A violent clash between inmates and police left several injured in the migration detention of Palazzo San Gervasio, Italy. Palazzo, a small town of 5000 inhabitants in the region of Basilicata, has recently come to host a group of Tunisian asylum seekers from Lampedusa, which has been officially closed down for renovation (another group was dispatched to Turin). Officially, the Tunisians are being charged now for setting on fire parts of the Lampedusa camp in protest against their inhumane treatment -a charge that has been firmly denied and contested by a court in Turin.

After their arrival in Basilicata mid-March, some Tunisian asylum claimants had started a hunger strike, in a desperate attempt to claim their right to asylum and to see their lawyers. on 27 March, a sit-in in front of the gates by a dozen of activists from the CSOA Anzacresa collective incited the inmates to protest against their infinite detention, which caused the police offensive (according to this report by Cronache di Ordinario Razzismo).

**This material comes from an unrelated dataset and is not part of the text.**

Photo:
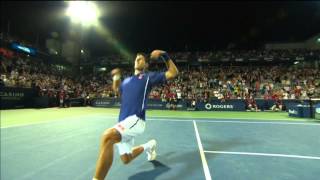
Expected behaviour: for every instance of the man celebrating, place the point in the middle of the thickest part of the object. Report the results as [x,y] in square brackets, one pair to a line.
[134,91]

Video fragments (which are very difficult to obtain because of the deliberate destruction of personal belongings by the camp guards) shared by the family members of the detainees show several injured inmates carried away by the police.

After a long closure, the migrant detention centre (officially Centri di Permanenza per i Rimpatri: CPR) of Palazzo was officially reopened in January to take on inmates from the overpopulated hotspot of Lampedusa, which had been criticized for some time for its inhumane conditions (for Italian reports see here and here). The structure has a long history of migrant accommodation. Originally confiscated from organized crime in 1999 (from a man called Antonio Sciarra), it initially served as a temporary accommodation for seasonal foreign labourers who return to the region each year to harvest tomatoes (an issue we talked about repeatedly on this blog). In 2011 regional authorities abruptly closed the infrastructure, officially to prevent migrants to settle illegally within the camp structure. While this decision deliberately dispersed foreign labourers to the surrounding countryside to set up their makeshift migrant ‘ghettos’, the regional administration quickly transformed the former labour camp into an open prison (officially CIE: Centro per Identificazione e Espulsione) for about 60 migrant detainees dispatched from various landing sites in Sicily. In April 2011, journalist Raffaella Cosentino documented the extreme cruelty with which migrant prisoners were detained there at the time (amongst others in this video), causing a subsequent protest and official visit by three Italian parliamentarians (Touadì, Calipari and Giulietti), who confirmed this situation as unacceptable.

After a long closure, the management of the infrastructure has been assigned now to a private company, called Engel Italia srl. Engel is not new to migration detention in Italy. In 2014 two civil society organizations, the labour union CGIL and LasciateCIEntrare, officially denounced the company for serious irregularities in the management of a refugee reception centre in Paestum, where migrants claimed they were threatened at gunpoint after claiming their basic human right to medical and assistance and to legal support. Local associations from Basilicata, presided by the Osservatorio Migranti Basilicata, and flanked by LasciateCIEntrare and the legal assistance collective ASGI, already last December attempted to sensitize the public opinion to the imminent reopening of the centre with a joint appeal. Lawyers, who have been denied access to the centre now for “security reasons”, are trying to find other ways to reach the 40 people held in this open-air prison. The only news that crosses its walls now arrives through local associations and through the relatives of the detainees.